Last year 327 guns were taken off the streets through gun buy-back programs, said Kings Country District Attorney Charles Hynes, who sponsors the events in conjunction with Council Member Letitia James, Commissioner Raymond W. Kelly, and Rev. Dr. Mark V.C. Taylor of The Church of the Open Door.

In spite of the church being a stone’s throw from trendy DUMBO and not far from the up-and-coming Brooklyn Navy Yard, a considerable number of violent incidents take place in the 35th District. In September 2012 alone, four people were shot — three fatally — at the neighborhood’s public housing projects: two at Walt Whitman Houses, one at Farragut Houses, and one at nearby Atlantic Terminal Houses.

“It is crucial that we work to remove guns from our community to save lives,” Council Member James said in a statement. “We are living in a social climate where we are beginning to examine the national consequences of gun access. As Brooklynites, it’s important that we also address the prevalence of illegal guns and gun-related violence in our communities. No one should be afraid to walk through their own neighborhood for fear of being a victim of gun violence.”
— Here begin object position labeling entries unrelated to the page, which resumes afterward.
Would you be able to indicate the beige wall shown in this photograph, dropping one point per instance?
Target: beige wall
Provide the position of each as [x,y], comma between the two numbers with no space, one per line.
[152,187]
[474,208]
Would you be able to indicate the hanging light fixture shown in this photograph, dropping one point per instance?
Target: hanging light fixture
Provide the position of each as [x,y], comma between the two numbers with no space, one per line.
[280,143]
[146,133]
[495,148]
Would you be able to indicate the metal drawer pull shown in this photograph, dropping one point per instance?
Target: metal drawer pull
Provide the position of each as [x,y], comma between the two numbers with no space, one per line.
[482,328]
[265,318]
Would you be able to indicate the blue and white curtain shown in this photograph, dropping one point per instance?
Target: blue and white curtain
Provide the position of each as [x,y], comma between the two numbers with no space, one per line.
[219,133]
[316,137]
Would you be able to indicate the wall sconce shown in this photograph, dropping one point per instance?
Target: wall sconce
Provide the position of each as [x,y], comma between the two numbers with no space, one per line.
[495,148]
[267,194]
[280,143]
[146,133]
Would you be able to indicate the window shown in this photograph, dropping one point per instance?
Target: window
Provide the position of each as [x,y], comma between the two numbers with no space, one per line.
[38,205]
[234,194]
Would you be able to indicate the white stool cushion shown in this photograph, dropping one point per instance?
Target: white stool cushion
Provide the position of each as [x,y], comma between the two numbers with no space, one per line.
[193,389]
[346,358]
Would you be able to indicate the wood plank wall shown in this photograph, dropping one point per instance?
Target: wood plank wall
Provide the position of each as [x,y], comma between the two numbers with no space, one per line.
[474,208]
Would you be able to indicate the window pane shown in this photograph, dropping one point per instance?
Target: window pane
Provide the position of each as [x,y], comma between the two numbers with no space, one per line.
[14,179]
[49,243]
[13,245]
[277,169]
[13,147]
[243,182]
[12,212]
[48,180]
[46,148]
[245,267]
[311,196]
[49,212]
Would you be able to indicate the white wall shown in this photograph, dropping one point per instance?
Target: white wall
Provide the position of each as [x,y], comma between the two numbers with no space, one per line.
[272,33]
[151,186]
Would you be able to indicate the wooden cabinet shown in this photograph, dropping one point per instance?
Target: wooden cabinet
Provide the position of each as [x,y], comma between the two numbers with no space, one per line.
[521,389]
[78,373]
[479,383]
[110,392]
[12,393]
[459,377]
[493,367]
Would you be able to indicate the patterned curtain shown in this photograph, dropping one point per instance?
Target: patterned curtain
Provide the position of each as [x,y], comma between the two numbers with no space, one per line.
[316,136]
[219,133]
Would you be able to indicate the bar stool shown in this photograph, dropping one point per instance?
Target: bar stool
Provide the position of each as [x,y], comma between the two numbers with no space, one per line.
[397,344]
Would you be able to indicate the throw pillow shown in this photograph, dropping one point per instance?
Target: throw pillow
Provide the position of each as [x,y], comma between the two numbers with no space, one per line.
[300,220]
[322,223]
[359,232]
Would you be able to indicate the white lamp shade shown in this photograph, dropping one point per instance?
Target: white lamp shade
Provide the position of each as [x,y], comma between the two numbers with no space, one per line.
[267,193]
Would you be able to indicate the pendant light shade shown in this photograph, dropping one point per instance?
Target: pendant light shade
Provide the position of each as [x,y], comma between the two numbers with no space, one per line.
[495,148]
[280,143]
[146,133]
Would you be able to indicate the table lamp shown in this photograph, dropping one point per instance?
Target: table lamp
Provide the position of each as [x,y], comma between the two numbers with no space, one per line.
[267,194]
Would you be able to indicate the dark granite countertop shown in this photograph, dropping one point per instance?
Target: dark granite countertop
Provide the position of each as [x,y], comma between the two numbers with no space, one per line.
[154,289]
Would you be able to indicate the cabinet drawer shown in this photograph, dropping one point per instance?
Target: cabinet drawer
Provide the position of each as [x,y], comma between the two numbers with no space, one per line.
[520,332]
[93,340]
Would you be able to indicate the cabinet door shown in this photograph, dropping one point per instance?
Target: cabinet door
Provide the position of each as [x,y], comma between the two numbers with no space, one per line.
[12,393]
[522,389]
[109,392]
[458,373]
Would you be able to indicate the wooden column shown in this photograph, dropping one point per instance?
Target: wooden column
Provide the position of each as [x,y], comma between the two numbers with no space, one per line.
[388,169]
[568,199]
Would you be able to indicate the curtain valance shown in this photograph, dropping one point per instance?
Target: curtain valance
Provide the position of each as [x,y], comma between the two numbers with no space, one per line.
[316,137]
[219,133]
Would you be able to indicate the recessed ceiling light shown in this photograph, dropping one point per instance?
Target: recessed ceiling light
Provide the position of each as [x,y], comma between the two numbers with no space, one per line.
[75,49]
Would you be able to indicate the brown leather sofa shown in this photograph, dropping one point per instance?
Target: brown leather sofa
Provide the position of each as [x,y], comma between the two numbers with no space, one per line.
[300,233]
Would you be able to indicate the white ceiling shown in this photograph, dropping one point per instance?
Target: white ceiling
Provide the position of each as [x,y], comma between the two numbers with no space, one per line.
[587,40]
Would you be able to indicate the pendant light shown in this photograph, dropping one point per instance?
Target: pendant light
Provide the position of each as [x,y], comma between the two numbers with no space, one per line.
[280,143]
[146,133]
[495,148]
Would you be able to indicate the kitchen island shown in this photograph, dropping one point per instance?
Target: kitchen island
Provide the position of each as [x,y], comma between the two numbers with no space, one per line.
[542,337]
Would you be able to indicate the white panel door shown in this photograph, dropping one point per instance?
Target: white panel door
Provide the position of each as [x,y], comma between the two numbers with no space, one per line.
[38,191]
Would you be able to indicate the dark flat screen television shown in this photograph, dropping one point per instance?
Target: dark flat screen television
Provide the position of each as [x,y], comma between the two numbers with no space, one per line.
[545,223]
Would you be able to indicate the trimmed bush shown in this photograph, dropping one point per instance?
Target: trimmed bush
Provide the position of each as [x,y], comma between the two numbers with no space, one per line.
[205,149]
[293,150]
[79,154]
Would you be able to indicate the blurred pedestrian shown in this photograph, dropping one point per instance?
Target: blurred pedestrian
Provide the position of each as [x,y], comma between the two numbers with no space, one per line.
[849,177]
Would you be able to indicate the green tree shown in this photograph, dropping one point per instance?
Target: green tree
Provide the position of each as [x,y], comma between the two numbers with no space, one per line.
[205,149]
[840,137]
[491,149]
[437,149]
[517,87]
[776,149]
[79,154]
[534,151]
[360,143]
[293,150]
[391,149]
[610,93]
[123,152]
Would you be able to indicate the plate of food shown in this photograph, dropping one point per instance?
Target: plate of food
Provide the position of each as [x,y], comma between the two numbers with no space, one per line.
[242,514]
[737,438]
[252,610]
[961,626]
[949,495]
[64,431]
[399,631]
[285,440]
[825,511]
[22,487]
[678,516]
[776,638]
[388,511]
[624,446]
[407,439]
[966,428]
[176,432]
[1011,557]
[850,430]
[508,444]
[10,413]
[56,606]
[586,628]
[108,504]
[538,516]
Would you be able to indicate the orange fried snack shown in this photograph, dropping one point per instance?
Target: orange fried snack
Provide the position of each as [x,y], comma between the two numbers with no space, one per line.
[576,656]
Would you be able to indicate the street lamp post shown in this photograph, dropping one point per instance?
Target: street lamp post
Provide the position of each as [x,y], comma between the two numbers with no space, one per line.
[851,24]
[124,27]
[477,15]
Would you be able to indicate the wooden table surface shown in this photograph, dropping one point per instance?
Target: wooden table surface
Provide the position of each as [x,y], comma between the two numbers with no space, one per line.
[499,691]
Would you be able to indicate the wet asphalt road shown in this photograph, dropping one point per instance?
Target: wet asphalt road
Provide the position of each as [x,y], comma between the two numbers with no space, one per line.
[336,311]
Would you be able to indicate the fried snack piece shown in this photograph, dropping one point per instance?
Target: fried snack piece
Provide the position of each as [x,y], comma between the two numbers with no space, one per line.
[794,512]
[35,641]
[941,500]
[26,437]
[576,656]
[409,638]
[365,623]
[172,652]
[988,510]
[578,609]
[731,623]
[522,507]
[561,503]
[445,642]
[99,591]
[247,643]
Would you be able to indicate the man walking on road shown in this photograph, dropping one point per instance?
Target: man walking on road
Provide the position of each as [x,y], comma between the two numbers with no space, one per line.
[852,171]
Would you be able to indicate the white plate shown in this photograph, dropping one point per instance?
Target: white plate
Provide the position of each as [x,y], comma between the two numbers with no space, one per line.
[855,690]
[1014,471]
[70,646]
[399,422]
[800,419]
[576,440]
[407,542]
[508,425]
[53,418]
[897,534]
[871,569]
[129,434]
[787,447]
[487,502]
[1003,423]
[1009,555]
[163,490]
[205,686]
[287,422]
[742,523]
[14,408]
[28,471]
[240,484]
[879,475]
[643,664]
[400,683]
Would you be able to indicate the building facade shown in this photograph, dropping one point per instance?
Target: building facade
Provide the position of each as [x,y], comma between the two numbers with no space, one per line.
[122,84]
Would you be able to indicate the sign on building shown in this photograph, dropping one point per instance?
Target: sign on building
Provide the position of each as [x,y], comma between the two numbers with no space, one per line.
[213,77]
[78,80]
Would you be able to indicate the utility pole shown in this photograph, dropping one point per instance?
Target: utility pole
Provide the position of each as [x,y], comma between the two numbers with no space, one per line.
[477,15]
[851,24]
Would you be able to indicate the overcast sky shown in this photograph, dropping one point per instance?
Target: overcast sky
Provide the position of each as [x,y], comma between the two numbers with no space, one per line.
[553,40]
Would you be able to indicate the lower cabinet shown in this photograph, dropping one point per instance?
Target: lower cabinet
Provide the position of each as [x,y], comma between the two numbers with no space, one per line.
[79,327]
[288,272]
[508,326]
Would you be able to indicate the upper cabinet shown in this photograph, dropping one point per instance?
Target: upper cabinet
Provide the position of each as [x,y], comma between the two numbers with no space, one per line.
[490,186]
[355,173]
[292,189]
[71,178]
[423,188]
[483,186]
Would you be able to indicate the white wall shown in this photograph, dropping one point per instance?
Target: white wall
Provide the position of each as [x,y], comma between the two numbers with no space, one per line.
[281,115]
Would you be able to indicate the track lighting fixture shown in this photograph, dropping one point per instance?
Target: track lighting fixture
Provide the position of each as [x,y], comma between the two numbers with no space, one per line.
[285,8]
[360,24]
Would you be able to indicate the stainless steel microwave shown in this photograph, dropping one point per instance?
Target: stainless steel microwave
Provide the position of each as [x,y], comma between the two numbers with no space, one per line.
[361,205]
In 2011, 38 percent of murders citywide took place in Brooklyn, which has the highest murder rate in the city, according to an NYPD analysis. More than 60 percent of victims in the city were black in 2011, even though black individuals make up only 23 percent of the population. Roughly 80 percent were male. Roughly 60 percent of murder suspects were also black, and 91 percent were male.

Murders in Brooklyn have actually been going down over the past couple of years, Police Commissioner Raymond W. Kelly said in a statement. In 2011, murders in Brooklyn fell below 200 for the first time since 1963. Last year murders in the borough fell to below 150. Kelly said police partnership with the clergy “has been a key ingredient in these successes.”